The trip is due to last about 10 minutes, ending with the autonomous landing of the rocket booster and the parachute-aided touchdown of the crew capsule. Shatner, who at 90 is in line to become the world’s oldest spaceflier, will have to endure several G’s of acceleration. But the experience is far less intense than, say, the three-day orbital flight that billionaire Jared Isaacman and his three crewmates took in a SpaceX Crew Dragon capsule last month.

Shatner’s stardom — and the fact that his suborbital space trip is coming courtesy of one of the world’s richest individuals — are among the factors that have brought this week’s flight out of the domain of space developments and into the media mainstream. The event has also brought Jeff Bezos (and his companion Lauren Sanchez) more deeply into the social media mainstream as well:

At the same time, the fresh wave of attention serves to highlight the challenges that Blue Origin is facing on other fronts.

Some of those challenges were known when Bezos flew in July: the delays in developing the next-generation BE-4 rocket engine and the orbital-class New Glenn rocket, plus the failure to win continued NASA funding for a lunar landing system. But since July, Blue Origin has also had to deal with allegations of sexual harassment and questions about flight safety.

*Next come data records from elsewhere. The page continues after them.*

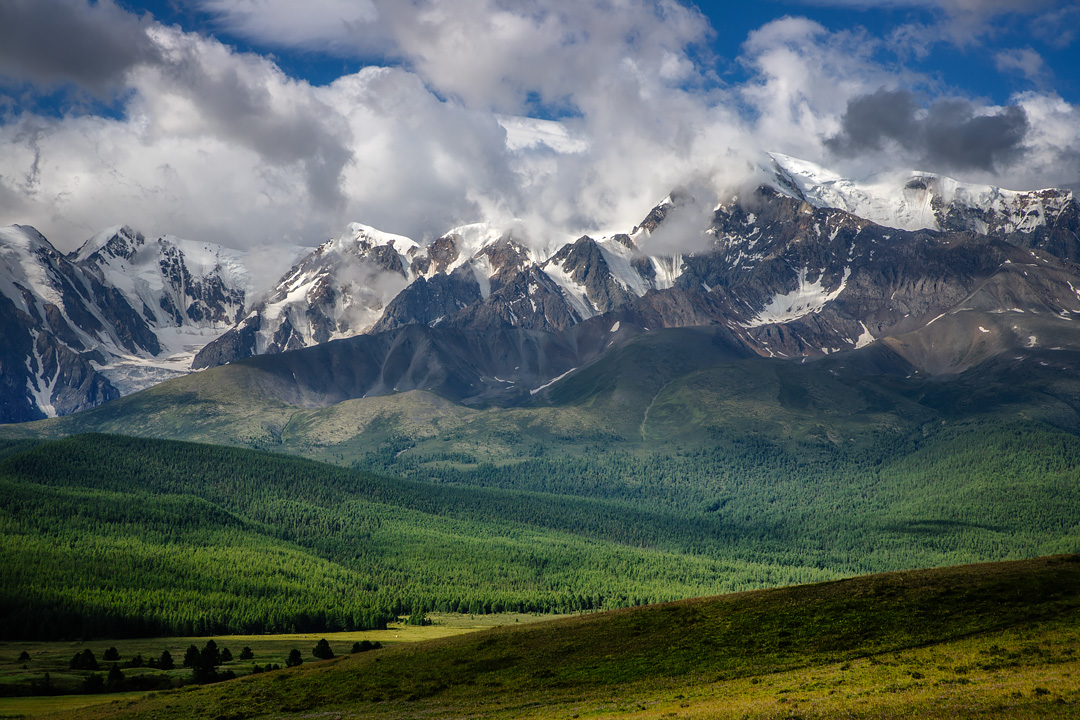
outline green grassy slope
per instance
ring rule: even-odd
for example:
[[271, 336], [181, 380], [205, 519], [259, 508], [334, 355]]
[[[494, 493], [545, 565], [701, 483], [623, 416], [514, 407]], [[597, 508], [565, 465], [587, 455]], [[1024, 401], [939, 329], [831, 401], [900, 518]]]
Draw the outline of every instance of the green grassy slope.
[[341, 465], [391, 459], [462, 470], [619, 452], [664, 457], [718, 443], [779, 446], [801, 464], [846, 462], [858, 453], [881, 461], [957, 423], [973, 432], [1018, 421], [1080, 432], [1080, 380], [1068, 369], [1080, 358], [1039, 352], [931, 379], [905, 376], [883, 347], [806, 363], [738, 359], [709, 329], [681, 328], [612, 348], [525, 406], [487, 408], [420, 391], [290, 407], [276, 399], [275, 380], [263, 368], [236, 363], [87, 412], [5, 426], [0, 437], [109, 432]]
[[1080, 557], [681, 601], [424, 643], [89, 718], [1075, 717]]

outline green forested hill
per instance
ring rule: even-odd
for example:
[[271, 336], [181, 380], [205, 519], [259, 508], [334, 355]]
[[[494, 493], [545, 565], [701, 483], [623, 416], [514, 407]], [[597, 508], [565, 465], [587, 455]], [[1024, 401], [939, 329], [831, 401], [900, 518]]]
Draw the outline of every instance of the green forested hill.
[[[708, 333], [632, 339], [516, 407], [291, 407], [236, 363], [5, 427], [6, 632], [609, 608], [1080, 550], [1062, 353], [927, 378], [877, 346], [693, 355]], [[214, 445], [42, 439], [101, 430]]]
[[571, 611], [835, 573], [688, 553], [673, 516], [103, 435], [0, 463], [5, 637], [349, 629]]
[[1080, 440], [1038, 424], [816, 464], [735, 444], [399, 468], [425, 480], [107, 435], [0, 456], [7, 637], [610, 608], [1080, 538]]

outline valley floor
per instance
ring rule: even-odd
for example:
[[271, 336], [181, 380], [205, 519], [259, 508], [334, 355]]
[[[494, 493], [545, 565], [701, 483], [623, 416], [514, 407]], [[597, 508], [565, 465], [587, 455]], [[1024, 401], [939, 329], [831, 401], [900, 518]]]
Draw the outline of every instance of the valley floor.
[[[94, 652], [105, 675], [112, 664], [103, 659], [105, 650], [115, 647], [120, 654], [120, 665], [130, 661], [135, 655], [145, 659], [157, 658], [162, 650], [168, 650], [176, 662], [170, 671], [161, 671], [149, 667], [137, 669], [124, 668], [128, 678], [139, 675], [167, 675], [176, 684], [189, 683], [191, 670], [181, 667], [184, 652], [190, 645], [202, 648], [207, 640], [214, 640], [219, 649], [229, 648], [234, 659], [223, 663], [221, 671], [232, 670], [238, 676], [251, 674], [252, 665], [278, 664], [285, 666], [289, 651], [298, 648], [305, 662], [317, 662], [311, 655], [311, 649], [321, 639], [326, 638], [331, 649], [338, 656], [349, 654], [353, 643], [368, 641], [378, 642], [385, 648], [403, 643], [415, 643], [443, 637], [452, 637], [465, 633], [484, 630], [499, 625], [511, 625], [552, 619], [553, 615], [525, 615], [503, 613], [495, 615], [457, 615], [432, 613], [428, 616], [430, 625], [391, 624], [386, 630], [366, 630], [338, 633], [292, 633], [280, 635], [215, 635], [210, 637], [164, 637], [164, 638], [125, 638], [118, 640], [90, 641], [54, 641], [54, 642], [0, 642], [0, 719], [30, 717], [57, 711], [80, 710], [93, 705], [133, 700], [151, 692], [105, 692], [96, 694], [78, 694], [76, 692], [87, 674], [71, 670], [71, 658], [79, 652], [90, 649]], [[250, 660], [236, 659], [242, 648], [252, 650]], [[26, 652], [29, 661], [19, 660], [19, 655]], [[45, 675], [56, 693], [48, 695], [11, 696], [23, 692], [31, 684], [44, 682]]]

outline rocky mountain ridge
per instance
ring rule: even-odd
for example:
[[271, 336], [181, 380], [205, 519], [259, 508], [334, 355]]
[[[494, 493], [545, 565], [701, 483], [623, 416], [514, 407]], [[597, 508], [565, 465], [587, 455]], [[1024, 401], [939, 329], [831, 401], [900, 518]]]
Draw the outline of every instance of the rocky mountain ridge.
[[92, 407], [189, 372], [239, 319], [243, 253], [117, 226], [75, 252], [27, 226], [0, 228], [0, 421]]
[[[537, 257], [513, 232], [487, 226], [467, 226], [468, 235], [452, 230], [427, 246], [364, 228], [367, 242], [354, 245], [355, 255], [317, 267], [305, 261], [297, 277], [312, 290], [298, 293], [292, 278], [279, 288], [279, 302], [291, 303], [285, 322], [257, 308], [194, 366], [415, 323], [563, 332], [619, 309], [648, 318], [643, 327], [720, 324], [758, 354], [815, 356], [914, 331], [1009, 264], [1044, 273], [1077, 257], [1080, 219], [1071, 191], [1017, 193], [925, 173], [858, 186], [783, 156], [773, 156], [755, 180], [712, 208], [675, 191], [631, 232], [583, 236], [548, 257]], [[912, 218], [921, 208], [925, 227], [890, 227], [836, 205], [894, 225], [918, 225]], [[659, 240], [695, 213], [706, 216], [689, 224], [700, 226], [696, 234], [684, 230], [674, 248], [672, 238]], [[341, 240], [325, 252], [335, 245]], [[323, 289], [347, 291], [335, 276], [350, 263], [394, 281], [395, 292], [365, 306], [360, 324], [335, 314]], [[1071, 311], [1069, 286], [1046, 282], [1060, 296], [1055, 307]], [[303, 318], [312, 316], [326, 328], [321, 334], [306, 332]]]
[[[79, 278], [73, 286], [84, 288], [80, 297], [108, 308], [87, 312], [112, 334], [107, 341], [79, 336], [78, 344], [69, 345], [60, 338], [75, 331], [66, 328], [85, 325], [69, 317], [67, 307], [75, 307], [74, 301], [35, 301], [36, 316], [23, 302], [19, 308], [30, 320], [19, 322], [31, 345], [41, 342], [42, 350], [35, 355], [27, 345], [13, 350], [7, 362], [25, 351], [26, 366], [40, 368], [50, 343], [58, 343], [80, 359], [66, 363], [83, 368], [82, 379], [57, 381], [55, 373], [28, 370], [67, 389], [57, 395], [44, 379], [35, 385], [28, 377], [21, 415], [8, 419], [40, 416], [34, 415], [35, 407], [45, 414], [72, 412], [136, 389], [102, 377], [125, 354], [146, 360], [172, 352], [177, 361], [169, 372], [179, 373], [189, 369], [186, 362], [196, 350], [191, 369], [385, 334], [364, 345], [370, 346], [364, 352], [375, 353], [370, 362], [382, 367], [380, 377], [396, 376], [386, 365], [389, 356], [383, 357], [396, 347], [393, 338], [412, 338], [416, 352], [430, 345], [417, 344], [415, 334], [401, 335], [414, 325], [437, 328], [436, 355], [457, 358], [438, 361], [440, 368], [501, 368], [502, 374], [491, 373], [501, 380], [480, 382], [484, 373], [466, 373], [472, 379], [460, 387], [476, 392], [455, 390], [455, 397], [513, 401], [597, 357], [627, 333], [664, 327], [719, 326], [740, 352], [781, 358], [812, 358], [882, 339], [913, 367], [942, 373], [959, 371], [981, 352], [962, 353], [967, 359], [953, 362], [939, 357], [946, 352], [942, 340], [930, 350], [911, 340], [912, 333], [931, 324], [950, 324], [942, 318], [1009, 313], [1009, 323], [984, 322], [967, 338], [971, 347], [1001, 353], [1029, 346], [1031, 335], [1020, 326], [1036, 315], [1069, 323], [1080, 312], [1080, 270], [1073, 264], [1080, 258], [1080, 204], [1068, 190], [1013, 192], [926, 173], [856, 183], [772, 155], [738, 193], [714, 202], [675, 190], [628, 230], [582, 236], [545, 254], [520, 228], [466, 225], [421, 243], [354, 223], [251, 302], [239, 253], [168, 236], [147, 241], [128, 228], [113, 228], [69, 257], [45, 250], [45, 256], [59, 258], [45, 274]], [[11, 288], [4, 295], [17, 302], [21, 291]], [[48, 311], [49, 304], [63, 308], [63, 322], [48, 321], [47, 312], [58, 313]], [[1028, 317], [1019, 318], [1024, 314]], [[580, 333], [573, 331], [579, 326]], [[183, 355], [174, 351], [180, 331], [197, 333], [186, 336], [194, 342], [185, 343]], [[552, 341], [537, 339], [544, 334], [557, 335], [560, 347], [575, 346], [579, 336], [603, 342], [587, 343], [591, 349], [584, 355], [561, 352], [565, 362], [531, 362], [528, 377], [515, 379], [510, 377], [514, 367], [492, 365], [492, 358], [477, 355], [506, 355], [505, 348], [497, 351], [495, 343], [477, 349], [465, 339], [507, 331], [516, 334], [505, 337], [517, 338], [507, 340], [507, 347], [523, 338], [548, 346]], [[470, 349], [448, 350], [454, 337]], [[908, 340], [896, 340], [900, 337]], [[1045, 330], [1034, 337], [1045, 338]], [[172, 345], [166, 347], [163, 338]], [[67, 357], [62, 350], [53, 352]], [[421, 361], [418, 357], [410, 353], [409, 367]], [[63, 377], [78, 375], [66, 372]], [[117, 377], [112, 372], [110, 377]], [[442, 377], [437, 384], [454, 385], [461, 380], [456, 377]], [[13, 382], [5, 392], [18, 394], [20, 383]], [[415, 389], [427, 382], [405, 385]], [[368, 385], [363, 392], [403, 387], [379, 380]], [[56, 404], [53, 395], [80, 399]]]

During a CNN interview, Powers specifically addressed the safety question. “We’ve very methodically moved to these human flights that we’ve just started recently, and safety has always been … our top priority,” she said.

A newly published Washington Post report expands upon claims that Blue Origin’s managers fostered an “authoritarian bro culture” — and cites concerns about “a lack of intervention from Bezos.” There are also reports that Bezos is devoting more time and attention to the situation at Blue Origin now that he’s stepped down from his role as Amazon’s CEO.

Competition with SpaceX, which has had far more success on the space frontier, is said to be one of the motivating factors for Bezos. “He’s super jealous of SpaceX,” the Post quoted an unnamed industry official as saying.

Bezos obliquely addressed the controversy in one of his latest tweets, which featured a screenshot of a 1999 Barron’s magazine cover skewering “Amazon.Bomb” at a time when the company’s adjusted share price was ranging between $40 and $100. (Current share price, on an adjusted basis, is in excess of $3,200.)

“Listen and be open, but don’t let anybody tell you who you are,” Bezos tweeted. “This was just one of the many stories telling us all the ways we were going to fail.”

In reply, SpaceX CEO Elon Musk tweeted a single emoji: a second-place medal.